The pilgrimage was never merely about rites and rituals, for it has always involved science and progress, culture and intellection, and economics and humanities. Here we delve into Hajj as a civilizational ecosystem that speaks volumes on efforts, opportunities and prospects; past, present and future. Unveiling stories and tales of morals, values and meaning worthy of being heard by the world over in an attempt to raise awareness of this glorious timeless journey, the amazing people running it and those fortunate enough to embark on it .
Saudi Arabia, Muslims’ ultimate destination of reverence and worship, and the heart of all things Arab and Islamic, is tirelessly working to expand and provide opportunities for as many Muslims as possible to perform Hajj and Umrah and visit Mecca, Medina and holy sites. Not to mention religious, historical and cultural touristic sites, thus reflecting the honorable, bright and civilized image of the Kingdom’s efforts in service of all Muslims.
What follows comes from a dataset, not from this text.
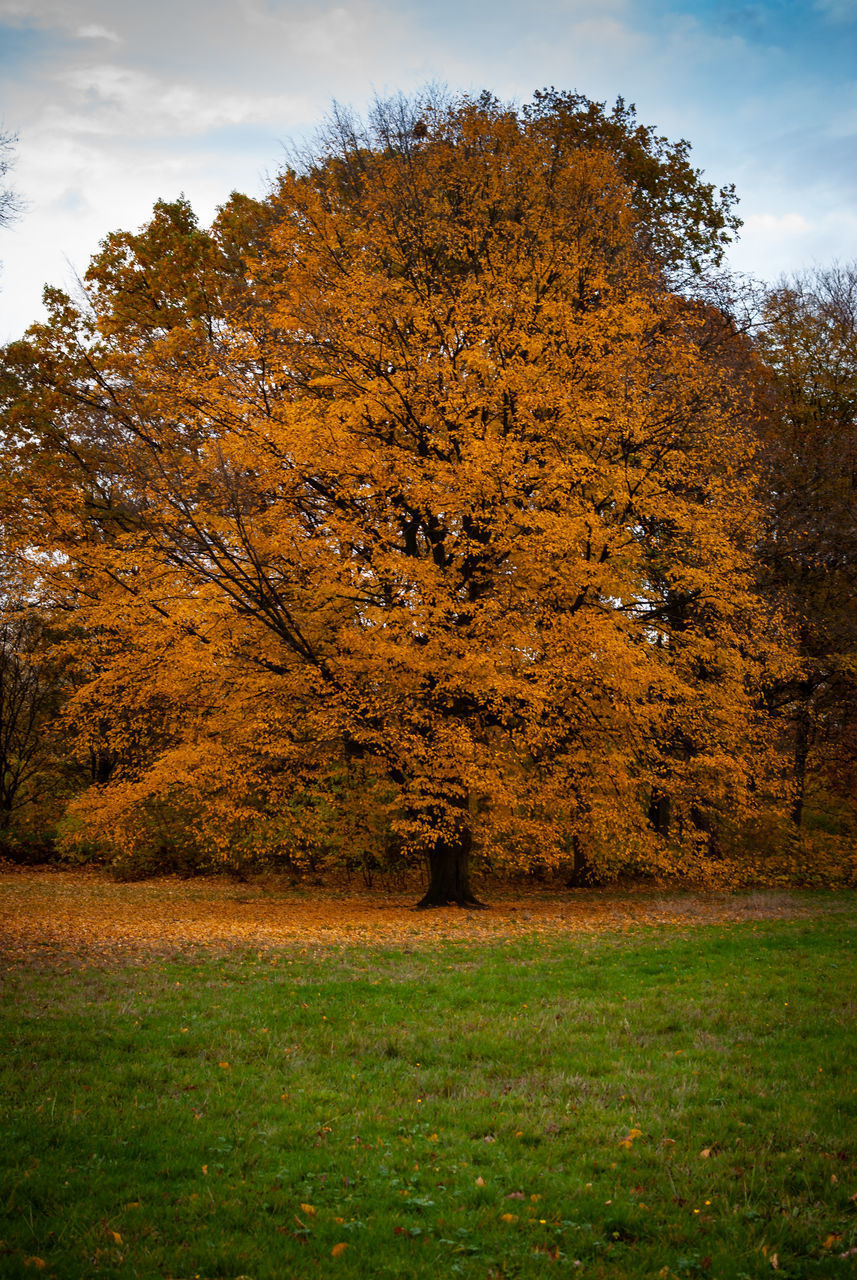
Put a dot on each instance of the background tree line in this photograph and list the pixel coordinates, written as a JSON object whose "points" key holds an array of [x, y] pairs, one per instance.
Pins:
{"points": [[448, 503]]}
Pursuant to the Kingdom's Vision 2030 programs and plans, the Kingdom had announced its intent on increasing the capacity for Hajj, Umrah and tourism visitors. The current figures have been doubled several times and will increase gradually over the next 10 to 15 years.
These quantitative expansions require across-the-board development of services, whether it be for airports, trains and ground transportation, or new construction of roads and bridges and of course enhancement in other service areas such as sources of food, water, treatment, housing and the like, thankfully the Kingdom has mega programs in progress for such developments and expansions. In short, the Kingdom will undoubtedly continue to do its level best in this regard.
One of the most pivotal themes that are constantly being worked on is organizational optimization of Hajj and Umrah through technology. The Kingdom has already fielded many technologies such pilgrims’ smart wrist bands, smart cards, electronic applications for translation and directions, to name but a few. This hi-tech realm is proving to be quite promising and can divided/viewed into two main areas:
1: Technologies such as the Internet and Wi-Fi, software programs such as Google Maps, applications such as translation from/to several languages, videos and traffic control sensors, and vehicle tracking devices (buses) and many other similar solutions.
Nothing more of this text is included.